In what should be a wakeup call, a recent survey conducted by Common Sense Media estimated that a staggering half of all US teens are using an AI companion regularly, with about 31 percent of teens saying their AI conversations were as satisfying or more satisfying than talking with their human buddies. (We published an interview with the study's lead author, Michael Robb, earlier this month.)

"AI is always available. It never gets bored with you. It's never judgmental," Ganesh Nair, an 18-year-old in Arkansas, told the AP. "When you're talking to AI, you are always right. You're always interesting. You are always emotionally justified."

"It's eye-opening," Robb told the newswire. "If teens are developing social skills on AI platforms where they are constantly being validated, not being challenged, not learning to read social cues or understand somebody else's perspective, they are not going to be adequately prepared in the real world."

A psychiatrist who posed as a teenager while using several popular AI chatbots found that some of the AIs encouraged his plan to "get rid" of his parents and even his desire to kill himself.

But evidence suggests that many parents are oblivious to how their kids are actually using AI — let alone to how intense the relationships they form with them can get.

A small study conducted by researchers at the University of Illinois Urbana-Champaign, for example, found that teens said they primarily used chatbots as emotional support or for therapeutic purposes.

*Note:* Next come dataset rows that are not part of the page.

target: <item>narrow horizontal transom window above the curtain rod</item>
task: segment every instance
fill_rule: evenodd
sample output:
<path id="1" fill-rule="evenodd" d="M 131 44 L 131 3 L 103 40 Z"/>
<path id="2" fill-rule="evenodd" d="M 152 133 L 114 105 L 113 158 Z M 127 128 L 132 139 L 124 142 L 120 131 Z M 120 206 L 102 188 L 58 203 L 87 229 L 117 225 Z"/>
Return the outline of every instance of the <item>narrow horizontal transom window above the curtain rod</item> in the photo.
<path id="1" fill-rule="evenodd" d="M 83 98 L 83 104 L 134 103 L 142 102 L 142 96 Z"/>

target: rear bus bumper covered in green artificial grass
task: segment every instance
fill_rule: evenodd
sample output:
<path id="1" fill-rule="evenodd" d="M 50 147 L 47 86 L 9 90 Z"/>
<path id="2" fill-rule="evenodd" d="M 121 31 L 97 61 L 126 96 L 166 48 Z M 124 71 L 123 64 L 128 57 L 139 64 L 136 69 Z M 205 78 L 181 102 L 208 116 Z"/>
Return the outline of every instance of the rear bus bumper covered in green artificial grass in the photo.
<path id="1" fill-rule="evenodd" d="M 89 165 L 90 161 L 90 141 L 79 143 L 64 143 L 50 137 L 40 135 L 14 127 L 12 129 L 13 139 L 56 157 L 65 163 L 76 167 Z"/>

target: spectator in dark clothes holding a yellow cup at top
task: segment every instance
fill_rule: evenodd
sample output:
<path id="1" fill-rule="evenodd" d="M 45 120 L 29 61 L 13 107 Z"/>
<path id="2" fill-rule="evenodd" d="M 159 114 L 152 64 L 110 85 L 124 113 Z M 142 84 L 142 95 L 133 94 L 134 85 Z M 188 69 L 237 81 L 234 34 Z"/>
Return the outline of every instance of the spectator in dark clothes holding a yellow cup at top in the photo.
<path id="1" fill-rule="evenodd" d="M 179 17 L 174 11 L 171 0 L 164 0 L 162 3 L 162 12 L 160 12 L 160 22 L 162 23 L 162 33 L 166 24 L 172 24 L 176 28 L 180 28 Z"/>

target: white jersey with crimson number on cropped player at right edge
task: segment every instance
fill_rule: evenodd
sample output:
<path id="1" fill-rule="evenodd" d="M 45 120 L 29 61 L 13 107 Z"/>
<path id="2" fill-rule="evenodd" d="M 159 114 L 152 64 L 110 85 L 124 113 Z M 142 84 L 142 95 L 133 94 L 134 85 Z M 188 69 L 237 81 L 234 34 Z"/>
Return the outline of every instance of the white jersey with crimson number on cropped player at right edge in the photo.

Their parents, however, barely possessed familiarity with the tech beyond ChatGPT, the world's most popular chatbot, and had never used services like Character.AI. By and large, the adults' perception is that their kids use AI to answer questions and write essays — which, to be fair, is something else they seem to be doing a lot of.

"Parents really have no idea this is happening," Eva Telzer, a psychology and neuroscience professor at the University of North Carolina at Chapel Hill, told the AP. "All of us are struck by how quickly this blew up."